Second, the derivatives market hides a long trap. Currently, bullish options on Ethereum account for 64%, with open interest up 10% week-over-week. The long-short ratio is 1.055, reaching a two-month high. Shorts seem to be defending around $3,250-$3,300, but in reality, they are passive entries. Once the sideways consolidation breaks, it could easily trigger a short squeeze.
Meanwhile, ETF funds are supporting the market. Since December, Ethereum ETFs have seen a net inflow of $425 million. Although there are some daily net outflows, long-term allocators are still entering, providing ammunition for a rally.
Looking at the technicals, there will be a sharp move after sideways accumulation. The current $3,200 is at the lower end of a previous dense trading zone. During consolidation, retail traders may mistakenly think the rebound is weak and follow short positions, but in fact, $3,150-$3,200 is a whale accumulation zone with very strong support. Also, on December 10, prices surged to $3,397, and the previous high of $3,447 is not out of reach. The 4-hour chart shows volume shrinking during consolidation, with trading volume shrinking by 60% compared to early trading, indicating a buildup phase. Once broken, a swift surge with increased volume is expected.
Focus on key intraday signals to confirm the three triggers for the trap-and-rally pattern.
First, observe trading volume. During consolidation, volume should decrease (below $1 billion/hour), and upon breaking $3,250, volume should spike (over $1.5 billion/hour), signaling the start of a rally.
Second, watch the long-short ratio. When top traders' long-short ratio exceeds 2.0, it indicates significant short positioning, which could be liquidated at any time.
Third, break through resistance. After stabilizing above $3,280, there is no strong resistance between $3,300-$3,350, and prices will likely rush directly toward $3,447-$3,500.

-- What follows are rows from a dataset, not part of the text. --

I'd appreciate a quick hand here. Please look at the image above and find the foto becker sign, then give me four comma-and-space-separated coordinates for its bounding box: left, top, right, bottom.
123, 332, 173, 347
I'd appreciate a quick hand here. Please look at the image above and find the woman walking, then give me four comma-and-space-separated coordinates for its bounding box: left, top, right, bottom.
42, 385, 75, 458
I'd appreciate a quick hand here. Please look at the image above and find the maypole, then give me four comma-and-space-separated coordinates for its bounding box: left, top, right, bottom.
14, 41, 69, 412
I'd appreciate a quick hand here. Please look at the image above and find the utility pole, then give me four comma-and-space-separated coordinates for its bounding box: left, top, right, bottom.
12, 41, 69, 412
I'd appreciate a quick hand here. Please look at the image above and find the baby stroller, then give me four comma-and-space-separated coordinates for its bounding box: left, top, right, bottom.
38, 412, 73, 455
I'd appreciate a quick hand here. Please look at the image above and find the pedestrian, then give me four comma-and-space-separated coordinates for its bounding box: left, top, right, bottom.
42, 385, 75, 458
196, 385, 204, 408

Operation reference (personal opinion, not investment advice):
Long positions can be lightly entered at $3,200-$3,220 with a stop-loss at $3,150 (below whale accumulation zone). Initial target is $3,350; upon breaking, aim directly for $3,450-$3,500. If the price falls below $3,150 with increased volume, consider delaying entry and wait for strong support at $3,100 to be confirmed.